Similarly, in August, Larimer County District Judge Gregory Lammons struck down Fort Collins’ five-year fracking moratorium, which was approved by voters in 2013. He reasoned that such a ban “is preempted by the Colorado Oil and Gas Conservation Act for two reasons: The five-year ban substantially impedes a significant state interest, and the ban prohibits what state law allows.”

The reversal of those restrictions on energy development in Longmont, Fort Collins and Lafayette underscores two fundamental points: the constitutional right of landowners to develop their own personal property and the state’s authority to regulate an industry of vital economic interest. The latter avoids a patchwork of locally enacted restrictions that could produce enough uncertainty and inconsistency as to discourage future investment in energy development around the state.

Almost all oil and gas extraction in Colorado is achieved with hydraulic fracturing. The vast majority of that production occurs in Northern Colorado, where in Weld County more than 21,000 oil and gas wells out of a state total of 52,417 are located. Last year, the country received almost $150 million in property tax payments – about half of its tax base.

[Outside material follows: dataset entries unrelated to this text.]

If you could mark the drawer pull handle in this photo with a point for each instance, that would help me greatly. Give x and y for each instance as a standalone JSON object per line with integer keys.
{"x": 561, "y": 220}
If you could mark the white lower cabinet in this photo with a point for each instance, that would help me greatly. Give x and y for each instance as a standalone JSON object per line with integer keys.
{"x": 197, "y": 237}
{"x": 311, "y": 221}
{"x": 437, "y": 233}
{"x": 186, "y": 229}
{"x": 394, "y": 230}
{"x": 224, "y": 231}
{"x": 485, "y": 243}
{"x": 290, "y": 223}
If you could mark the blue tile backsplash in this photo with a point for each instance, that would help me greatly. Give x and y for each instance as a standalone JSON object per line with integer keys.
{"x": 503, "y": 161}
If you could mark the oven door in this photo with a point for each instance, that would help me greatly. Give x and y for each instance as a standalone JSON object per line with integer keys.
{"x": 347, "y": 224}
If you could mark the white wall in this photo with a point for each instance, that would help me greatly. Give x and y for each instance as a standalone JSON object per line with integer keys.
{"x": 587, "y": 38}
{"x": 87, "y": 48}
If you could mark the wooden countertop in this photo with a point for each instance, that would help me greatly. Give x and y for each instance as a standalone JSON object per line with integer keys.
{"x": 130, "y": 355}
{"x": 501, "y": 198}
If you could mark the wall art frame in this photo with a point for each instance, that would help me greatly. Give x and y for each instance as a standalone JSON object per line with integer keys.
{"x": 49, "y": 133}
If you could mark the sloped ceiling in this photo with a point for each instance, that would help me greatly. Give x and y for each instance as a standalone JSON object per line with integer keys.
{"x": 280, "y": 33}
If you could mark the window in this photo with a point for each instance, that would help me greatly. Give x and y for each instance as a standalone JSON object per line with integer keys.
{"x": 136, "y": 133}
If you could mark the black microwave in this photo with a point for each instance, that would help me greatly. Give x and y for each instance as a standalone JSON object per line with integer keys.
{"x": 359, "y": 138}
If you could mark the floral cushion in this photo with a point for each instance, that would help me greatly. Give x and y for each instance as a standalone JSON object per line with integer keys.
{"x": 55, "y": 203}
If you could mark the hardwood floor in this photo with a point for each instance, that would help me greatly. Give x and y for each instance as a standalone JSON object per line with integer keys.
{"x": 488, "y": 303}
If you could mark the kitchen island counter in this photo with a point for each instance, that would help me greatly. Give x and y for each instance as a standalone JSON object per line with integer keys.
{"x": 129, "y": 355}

Along with the need for statewide uniformity in regulations, also at issue is the “split estate,” in which one person can own the surface of a plot of land, and another party own the mineral rights below it. Gov. John Hickenlooper’s 21-member task force, announced Aug. 8, will be charged with making recommendations to the state lawmakers on matters such as setback requirements of drilling rigs to occupied areas.

“The conflict between subsurface owners and surface owners … it is in everybody in the state’s interest to find a compromise,” Hickenlooper said.

It is a deeply divided state legislature, however, and if the commission can’t win legislative approval, then advocates for tighter control of oil and gas development will be back with initiatives in 2016, when a presidential election will attract more voters than the 2014 midterm.